Animals are subject to the same risks as humans but consequences are often exacerbated as hairs can easily become trapped in their fur. Horses are particularly sensitive too as they may try to sniff or eat the caterpillars or their nests. Signs of this include excess salivation, swollen tongues, conjunctivitis, gagging, respiratory distress and mouth inflammation.
Forestry workers, arborists and consultants are at the greatest risk of exposure. These workers must take particular care to protect themselves when working with or close to oak trees with OPM nests and caterpillars. Workers must be vigilant and employers must employ an adequate occupational health monitoring system.

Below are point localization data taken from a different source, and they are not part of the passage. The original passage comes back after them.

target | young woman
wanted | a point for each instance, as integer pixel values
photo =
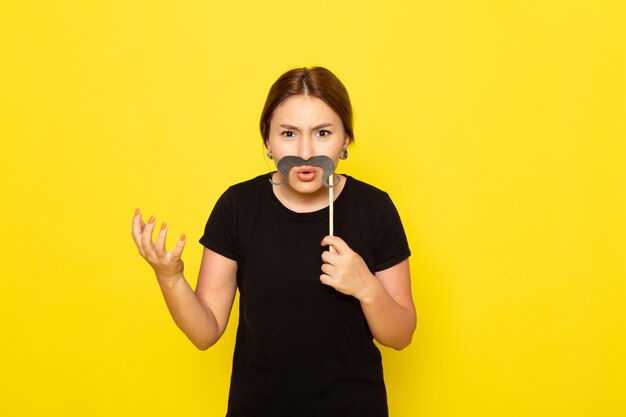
(308, 315)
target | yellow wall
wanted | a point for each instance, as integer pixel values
(498, 128)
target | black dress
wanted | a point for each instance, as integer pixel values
(302, 348)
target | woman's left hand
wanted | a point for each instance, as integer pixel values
(344, 269)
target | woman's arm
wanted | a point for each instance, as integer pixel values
(201, 315)
(385, 298)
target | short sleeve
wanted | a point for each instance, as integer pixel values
(391, 246)
(220, 230)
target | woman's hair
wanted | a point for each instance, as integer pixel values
(316, 82)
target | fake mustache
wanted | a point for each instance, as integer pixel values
(288, 162)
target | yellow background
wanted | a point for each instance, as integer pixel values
(498, 128)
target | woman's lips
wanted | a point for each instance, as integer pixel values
(306, 174)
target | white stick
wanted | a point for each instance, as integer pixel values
(331, 213)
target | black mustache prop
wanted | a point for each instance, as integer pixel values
(288, 162)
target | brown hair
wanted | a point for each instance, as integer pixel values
(316, 82)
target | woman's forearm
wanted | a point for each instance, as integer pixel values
(391, 324)
(190, 314)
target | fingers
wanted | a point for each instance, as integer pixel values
(180, 245)
(137, 229)
(327, 280)
(330, 257)
(146, 239)
(337, 243)
(159, 245)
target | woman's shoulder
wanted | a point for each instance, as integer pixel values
(363, 189)
(259, 182)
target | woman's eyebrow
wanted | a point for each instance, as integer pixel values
(292, 127)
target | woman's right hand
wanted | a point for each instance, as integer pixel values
(168, 266)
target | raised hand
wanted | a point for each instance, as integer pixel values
(168, 266)
(345, 270)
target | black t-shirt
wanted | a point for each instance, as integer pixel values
(302, 348)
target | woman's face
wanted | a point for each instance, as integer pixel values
(305, 126)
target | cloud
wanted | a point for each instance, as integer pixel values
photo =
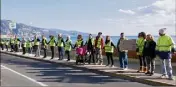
(127, 11)
(148, 18)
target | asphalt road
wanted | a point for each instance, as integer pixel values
(16, 71)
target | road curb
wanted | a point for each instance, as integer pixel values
(121, 76)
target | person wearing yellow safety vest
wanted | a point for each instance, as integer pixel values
(90, 48)
(36, 46)
(123, 54)
(109, 50)
(79, 44)
(17, 44)
(23, 45)
(99, 44)
(29, 46)
(12, 44)
(52, 44)
(7, 44)
(140, 46)
(61, 45)
(68, 47)
(2, 44)
(44, 45)
(164, 47)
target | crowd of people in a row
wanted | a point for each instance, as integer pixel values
(147, 50)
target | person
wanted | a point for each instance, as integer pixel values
(29, 46)
(68, 47)
(140, 46)
(123, 54)
(79, 44)
(52, 44)
(164, 45)
(36, 46)
(11, 44)
(99, 44)
(61, 45)
(90, 48)
(2, 44)
(24, 45)
(17, 44)
(150, 54)
(109, 50)
(44, 46)
(7, 44)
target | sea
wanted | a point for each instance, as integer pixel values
(114, 38)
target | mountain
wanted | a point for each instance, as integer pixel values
(27, 30)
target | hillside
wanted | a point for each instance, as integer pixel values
(27, 30)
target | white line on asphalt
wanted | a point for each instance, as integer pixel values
(33, 80)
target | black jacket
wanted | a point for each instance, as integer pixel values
(149, 49)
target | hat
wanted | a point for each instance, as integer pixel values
(162, 31)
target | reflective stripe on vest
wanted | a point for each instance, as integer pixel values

Oak processionary moth can cause a serious impact on tree health. Large populations of OPM caterpillars have the ability to completely strip the leaves from an oak tree. Loss of leaves reduces the trees ability to photosynthesise thus reducing the energy the tree has to grow. This leaves trees in a weakened state making them more susceptible to other pests and disease.
If OPM were to become widely established in Britain it could pose a serious threat to native oaks, particularly if repeated cycles of defoliation occur. In addition, it is likely that tree/ woodland management would decrease as risks to arborists and woodland managers would be increased. This would reduce the importance of woodlands and trees as habitats and could increase risk to humans where trees cannot be effectively managed when defective.